Two schools in Leipzig are taking part in a new EU project called "Play with Water From Waste to Resource". Scientists from the Centre for Environmental Research Leipzig-Halle (UFZ) are involved, along with partners from a wide range of research establishments in Switzerland, Denmark, Norway, Sweden and Slovenia. The concept was developed as part of the EU's Science and Society Action Plan.
The target group for this project from the Training and Demonstration Centre for Decentralised Sewage Treatment (BDZ) consists of primary school children aged between ten and thirteen. The project will enable them to discover basic concepts of ecology through fun experiments. The concepts covered will include water and nutrient cycles in nature and the potential of waste water as a valuable resource.
The focus is on developing an interactive demonstration system that will be set up and tested on-site at the Training and Demonstration Centre for Decentralised Sewage Treatment (BDZ) in Leipzig-Leutzsch. The project is being supported by BDZ members Kommunale Wasserwerke Leipzig GmbH (KWL) and UFZ. Teachers, and of course pupils, at the Leipzig International School (LIS) and the Adam-Friedrich-Oeser primary school in Leipzig are also playing an important part.
The demonstration in Leipzig-Leutzsch is designed to raise awareness of the water situation in newly industrialised and developing countries. Around the world, four million people including children in particular still die of diseases like diarrhoea, cholera and typhoid each year because of dirty drinking water, making the development and realisation of low-cost, simple solutions for sewage treatment a high priority.
Natural plant sewage treatment systems can play a role here, since they are capable of turning sewage into safe irrigation water. This method has been refined and optimised at UFZ within the Helmholtz Association of National Research Centres. "Natural plant sewage treatment systems can meet much of the high demand for water for irrigation farming in arid regions", says Dr. Roland A. Müller of UFZ, explaining the benefits of the technology. "The nutrients contained in the sewage are retained and can be reused by the crop plants, thereby completing the natural cycle."
As well as the demonstration at BDZ's demonstration site in Leipzig, the project partners are developing classroom experiments which will be low cost and easy to assemble and can be maintained by the pupils themselves.
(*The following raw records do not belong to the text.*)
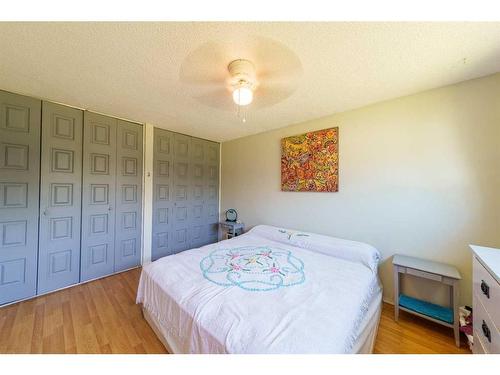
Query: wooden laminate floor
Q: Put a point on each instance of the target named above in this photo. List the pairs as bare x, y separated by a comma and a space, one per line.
102, 317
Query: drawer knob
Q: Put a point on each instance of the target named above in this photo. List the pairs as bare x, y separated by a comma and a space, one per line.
486, 331
485, 289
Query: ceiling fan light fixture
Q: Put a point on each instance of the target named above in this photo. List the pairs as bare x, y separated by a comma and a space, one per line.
243, 95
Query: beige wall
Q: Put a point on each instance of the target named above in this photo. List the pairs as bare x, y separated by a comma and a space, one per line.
419, 175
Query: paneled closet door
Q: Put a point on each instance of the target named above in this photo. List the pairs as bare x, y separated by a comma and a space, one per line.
129, 196
60, 197
212, 188
98, 198
181, 195
163, 204
198, 232
19, 195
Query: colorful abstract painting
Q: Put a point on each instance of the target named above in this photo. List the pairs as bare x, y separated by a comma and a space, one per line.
310, 161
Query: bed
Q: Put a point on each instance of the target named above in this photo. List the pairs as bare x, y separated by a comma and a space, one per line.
271, 290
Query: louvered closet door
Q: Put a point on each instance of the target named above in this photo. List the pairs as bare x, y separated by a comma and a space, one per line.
198, 231
129, 196
182, 199
19, 195
60, 197
98, 198
212, 188
163, 151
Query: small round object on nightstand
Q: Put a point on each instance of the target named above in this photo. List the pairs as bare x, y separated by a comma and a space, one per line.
231, 215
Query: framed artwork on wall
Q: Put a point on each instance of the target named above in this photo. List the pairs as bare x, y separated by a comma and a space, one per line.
310, 161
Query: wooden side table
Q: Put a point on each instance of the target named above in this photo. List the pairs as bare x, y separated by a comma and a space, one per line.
441, 272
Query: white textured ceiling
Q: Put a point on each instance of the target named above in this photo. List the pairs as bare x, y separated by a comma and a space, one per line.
133, 70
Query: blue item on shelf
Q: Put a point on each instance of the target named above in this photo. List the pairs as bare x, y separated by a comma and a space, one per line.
432, 310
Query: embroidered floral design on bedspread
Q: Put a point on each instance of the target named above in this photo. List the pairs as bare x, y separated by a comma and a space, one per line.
253, 268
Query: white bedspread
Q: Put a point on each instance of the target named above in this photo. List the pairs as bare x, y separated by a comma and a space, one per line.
307, 299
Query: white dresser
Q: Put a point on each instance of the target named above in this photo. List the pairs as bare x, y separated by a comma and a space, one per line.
486, 299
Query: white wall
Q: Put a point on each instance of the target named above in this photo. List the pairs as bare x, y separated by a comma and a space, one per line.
419, 175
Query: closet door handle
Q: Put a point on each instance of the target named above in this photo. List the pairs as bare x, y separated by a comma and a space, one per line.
485, 289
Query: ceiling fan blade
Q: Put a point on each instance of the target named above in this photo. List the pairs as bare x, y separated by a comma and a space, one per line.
220, 99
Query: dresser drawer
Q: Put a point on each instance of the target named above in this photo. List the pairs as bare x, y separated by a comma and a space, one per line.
487, 290
484, 329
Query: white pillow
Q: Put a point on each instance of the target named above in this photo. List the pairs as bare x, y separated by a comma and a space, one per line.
349, 250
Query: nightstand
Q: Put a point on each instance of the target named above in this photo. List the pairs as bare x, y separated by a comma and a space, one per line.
440, 272
233, 228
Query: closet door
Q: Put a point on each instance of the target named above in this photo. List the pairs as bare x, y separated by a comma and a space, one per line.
129, 196
98, 198
60, 197
198, 230
19, 195
212, 188
181, 195
163, 177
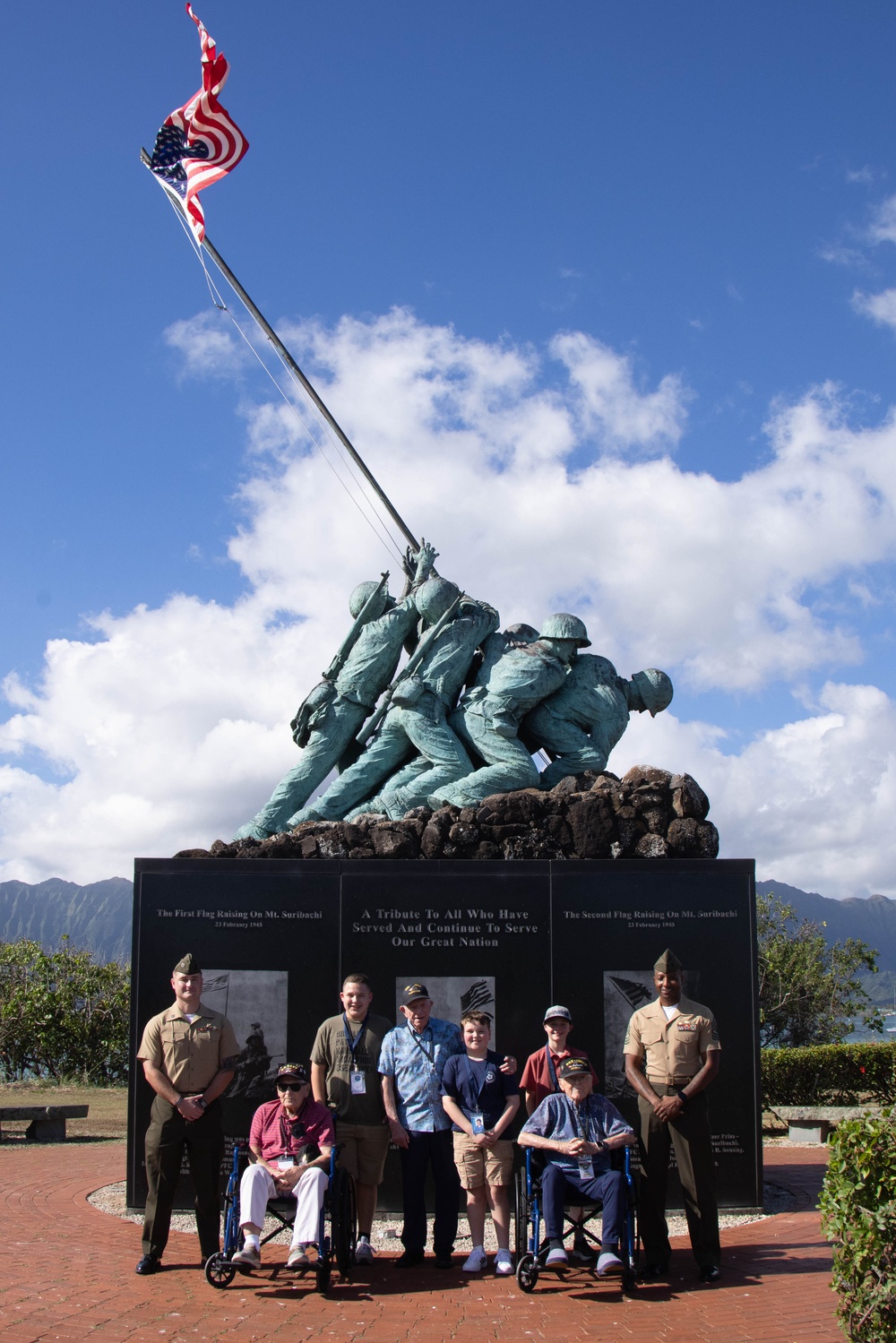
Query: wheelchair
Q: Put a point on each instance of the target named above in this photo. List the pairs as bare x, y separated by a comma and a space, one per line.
532, 1245
336, 1235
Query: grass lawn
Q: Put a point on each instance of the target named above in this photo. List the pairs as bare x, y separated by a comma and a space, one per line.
108, 1116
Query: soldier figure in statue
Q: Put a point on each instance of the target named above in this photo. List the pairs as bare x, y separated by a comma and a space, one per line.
582, 721
489, 716
416, 718
333, 712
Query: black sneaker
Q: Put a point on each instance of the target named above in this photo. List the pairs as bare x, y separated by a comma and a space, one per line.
653, 1270
410, 1259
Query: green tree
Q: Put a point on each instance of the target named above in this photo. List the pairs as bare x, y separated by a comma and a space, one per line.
807, 992
62, 1014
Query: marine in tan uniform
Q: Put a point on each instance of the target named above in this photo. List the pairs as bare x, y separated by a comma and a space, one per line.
188, 1055
672, 1055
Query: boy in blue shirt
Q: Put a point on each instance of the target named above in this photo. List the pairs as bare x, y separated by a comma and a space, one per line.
482, 1101
578, 1130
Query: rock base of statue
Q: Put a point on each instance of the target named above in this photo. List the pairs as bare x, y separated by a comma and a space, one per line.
646, 814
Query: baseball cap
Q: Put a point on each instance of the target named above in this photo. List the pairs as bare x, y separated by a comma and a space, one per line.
292, 1072
411, 993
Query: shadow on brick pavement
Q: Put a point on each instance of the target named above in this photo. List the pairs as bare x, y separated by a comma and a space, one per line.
70, 1276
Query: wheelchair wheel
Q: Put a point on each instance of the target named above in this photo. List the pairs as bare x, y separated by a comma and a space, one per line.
343, 1222
323, 1270
527, 1272
220, 1270
520, 1216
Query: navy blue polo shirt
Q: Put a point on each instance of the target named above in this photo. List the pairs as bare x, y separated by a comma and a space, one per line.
478, 1087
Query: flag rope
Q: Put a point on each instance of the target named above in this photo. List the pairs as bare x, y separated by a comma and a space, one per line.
375, 522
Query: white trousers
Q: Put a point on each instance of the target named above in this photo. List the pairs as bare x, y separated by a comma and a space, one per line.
257, 1186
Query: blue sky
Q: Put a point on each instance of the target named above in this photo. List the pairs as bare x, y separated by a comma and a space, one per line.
700, 191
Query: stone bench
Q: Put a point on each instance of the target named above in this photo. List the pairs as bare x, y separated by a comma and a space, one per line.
813, 1123
47, 1122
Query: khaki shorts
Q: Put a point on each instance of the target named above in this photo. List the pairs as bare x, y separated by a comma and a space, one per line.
478, 1166
365, 1147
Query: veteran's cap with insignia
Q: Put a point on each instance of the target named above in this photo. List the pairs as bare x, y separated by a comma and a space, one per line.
413, 993
292, 1072
187, 966
573, 1068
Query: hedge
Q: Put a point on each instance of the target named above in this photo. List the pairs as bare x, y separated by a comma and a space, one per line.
829, 1074
858, 1216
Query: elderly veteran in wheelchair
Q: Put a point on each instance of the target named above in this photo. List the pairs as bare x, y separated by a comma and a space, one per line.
578, 1130
290, 1139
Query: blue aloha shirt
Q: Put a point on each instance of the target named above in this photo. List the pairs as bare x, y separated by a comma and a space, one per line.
595, 1119
417, 1063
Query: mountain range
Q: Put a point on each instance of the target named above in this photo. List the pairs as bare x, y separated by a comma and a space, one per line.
97, 917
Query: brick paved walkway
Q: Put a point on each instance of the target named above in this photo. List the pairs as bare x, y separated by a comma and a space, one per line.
67, 1275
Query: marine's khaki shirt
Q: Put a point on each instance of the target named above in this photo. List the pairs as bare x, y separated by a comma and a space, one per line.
672, 1049
188, 1053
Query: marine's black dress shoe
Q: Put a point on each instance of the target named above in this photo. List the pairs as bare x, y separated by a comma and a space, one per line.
410, 1259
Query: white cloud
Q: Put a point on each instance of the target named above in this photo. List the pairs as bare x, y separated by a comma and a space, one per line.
880, 308
538, 478
813, 799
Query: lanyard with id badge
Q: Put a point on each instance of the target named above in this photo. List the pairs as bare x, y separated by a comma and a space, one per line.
358, 1077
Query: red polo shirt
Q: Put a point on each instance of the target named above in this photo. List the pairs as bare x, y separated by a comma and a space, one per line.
536, 1076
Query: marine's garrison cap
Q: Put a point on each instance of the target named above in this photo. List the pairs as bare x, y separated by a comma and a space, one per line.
187, 966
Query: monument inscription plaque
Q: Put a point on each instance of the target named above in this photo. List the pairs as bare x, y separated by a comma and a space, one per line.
276, 938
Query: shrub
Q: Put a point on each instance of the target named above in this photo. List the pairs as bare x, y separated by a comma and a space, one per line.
858, 1216
829, 1074
61, 1014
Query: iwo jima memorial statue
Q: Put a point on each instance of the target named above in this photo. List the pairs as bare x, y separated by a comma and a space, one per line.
441, 850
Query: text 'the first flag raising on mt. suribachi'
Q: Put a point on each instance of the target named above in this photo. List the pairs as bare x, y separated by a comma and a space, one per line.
199, 142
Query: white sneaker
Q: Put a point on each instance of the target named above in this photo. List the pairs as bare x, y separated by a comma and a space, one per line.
610, 1265
249, 1257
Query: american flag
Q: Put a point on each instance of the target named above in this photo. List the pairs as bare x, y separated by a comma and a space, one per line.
199, 142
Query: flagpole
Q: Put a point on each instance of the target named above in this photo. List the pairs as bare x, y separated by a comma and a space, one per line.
300, 377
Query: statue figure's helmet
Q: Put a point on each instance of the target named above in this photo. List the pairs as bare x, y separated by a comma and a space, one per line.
435, 598
564, 626
358, 600
654, 689
521, 633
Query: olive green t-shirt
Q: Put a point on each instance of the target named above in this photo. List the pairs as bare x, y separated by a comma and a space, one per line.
331, 1050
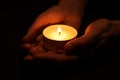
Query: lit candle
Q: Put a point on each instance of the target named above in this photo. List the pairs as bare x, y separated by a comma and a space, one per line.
56, 36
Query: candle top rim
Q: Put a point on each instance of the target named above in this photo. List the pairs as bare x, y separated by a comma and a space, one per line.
69, 30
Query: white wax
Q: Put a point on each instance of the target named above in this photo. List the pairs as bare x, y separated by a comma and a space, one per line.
66, 32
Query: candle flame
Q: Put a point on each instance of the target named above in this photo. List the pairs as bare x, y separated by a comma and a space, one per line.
59, 30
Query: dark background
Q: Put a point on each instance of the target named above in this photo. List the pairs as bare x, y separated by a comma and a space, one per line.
17, 16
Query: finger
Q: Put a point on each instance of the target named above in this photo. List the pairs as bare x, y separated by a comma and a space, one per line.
76, 44
55, 56
93, 34
74, 23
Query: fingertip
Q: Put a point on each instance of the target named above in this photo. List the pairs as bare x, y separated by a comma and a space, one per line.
26, 46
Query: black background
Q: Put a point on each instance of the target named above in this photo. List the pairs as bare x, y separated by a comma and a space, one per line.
17, 16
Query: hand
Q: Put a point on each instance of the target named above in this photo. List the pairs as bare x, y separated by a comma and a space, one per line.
38, 52
96, 34
55, 15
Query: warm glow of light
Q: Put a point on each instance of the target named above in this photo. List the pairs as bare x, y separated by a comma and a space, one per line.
59, 30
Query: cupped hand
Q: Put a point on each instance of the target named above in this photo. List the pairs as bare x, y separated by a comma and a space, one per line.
37, 52
96, 34
55, 15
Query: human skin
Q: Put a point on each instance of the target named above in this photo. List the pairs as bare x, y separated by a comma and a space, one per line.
68, 12
100, 30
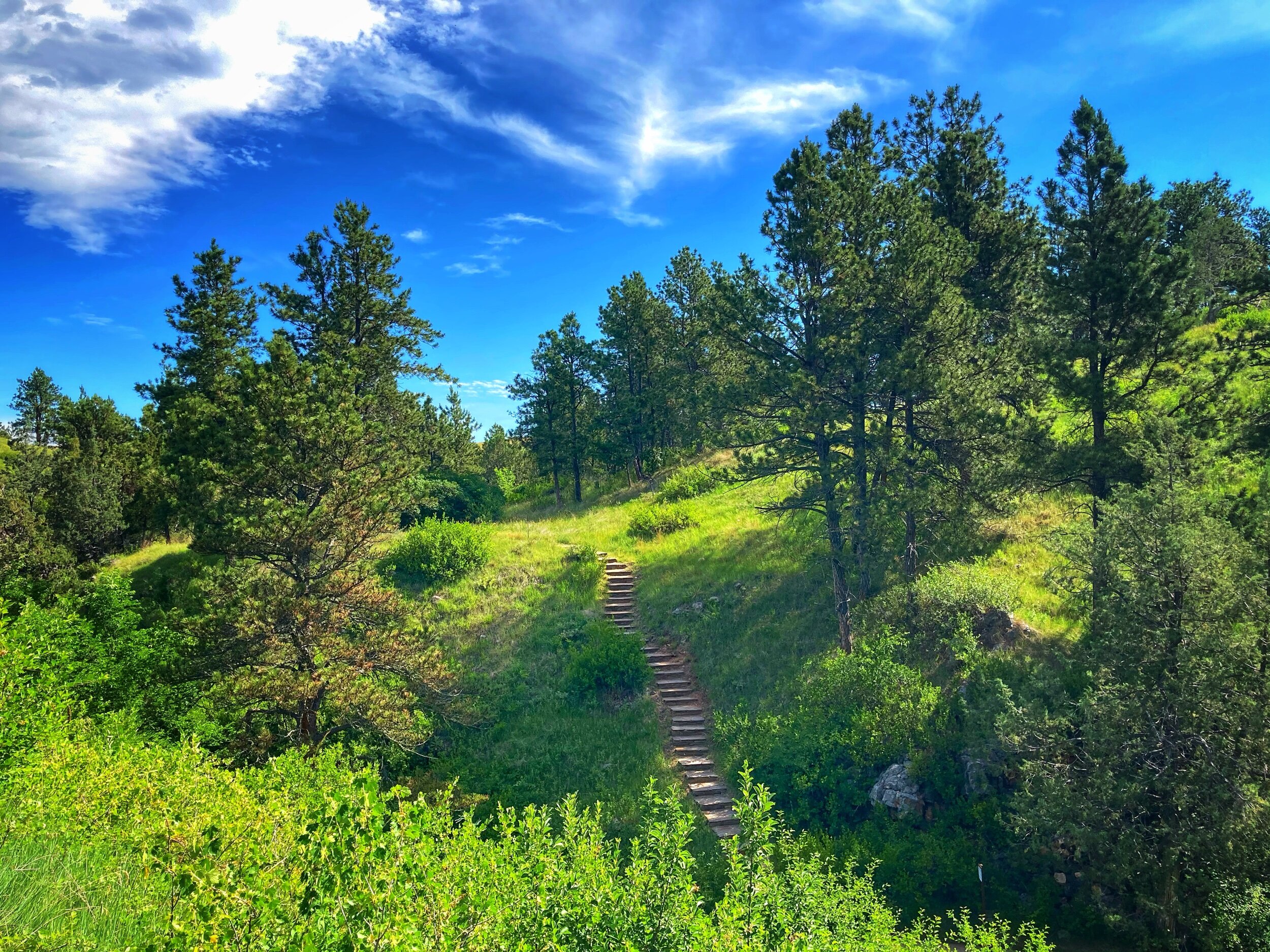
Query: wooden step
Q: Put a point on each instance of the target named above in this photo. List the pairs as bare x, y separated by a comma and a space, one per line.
719, 814
699, 775
707, 787
695, 763
713, 800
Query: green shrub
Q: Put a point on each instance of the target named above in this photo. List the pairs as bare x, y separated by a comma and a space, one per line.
303, 855
458, 497
438, 551
661, 519
690, 481
606, 664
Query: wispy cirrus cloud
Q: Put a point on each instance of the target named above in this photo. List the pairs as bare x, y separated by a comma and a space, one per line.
522, 219
105, 105
94, 320
1210, 24
931, 18
484, 387
478, 265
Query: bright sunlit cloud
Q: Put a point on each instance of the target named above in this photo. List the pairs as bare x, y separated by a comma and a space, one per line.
105, 105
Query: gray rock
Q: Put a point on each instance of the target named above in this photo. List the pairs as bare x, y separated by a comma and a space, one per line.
976, 776
897, 791
997, 629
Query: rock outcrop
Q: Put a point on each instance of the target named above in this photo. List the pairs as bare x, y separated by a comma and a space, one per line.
897, 791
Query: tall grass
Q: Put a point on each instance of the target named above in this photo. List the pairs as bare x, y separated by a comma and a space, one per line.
61, 893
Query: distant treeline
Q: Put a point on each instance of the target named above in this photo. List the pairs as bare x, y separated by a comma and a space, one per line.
929, 338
The idea is for the teaching materials to motivate the children to ask questions about nature and for them to learn to understand natural processes by experimenting with ecosystems and interpreting their own observations and data. Since the demonstration and classroom experiments stem from ongoing research into near-natural systems, the children are assured of being exposed to today's best available technology. A first test phase of the new teaching material and demonstration concept is planned for August 2006.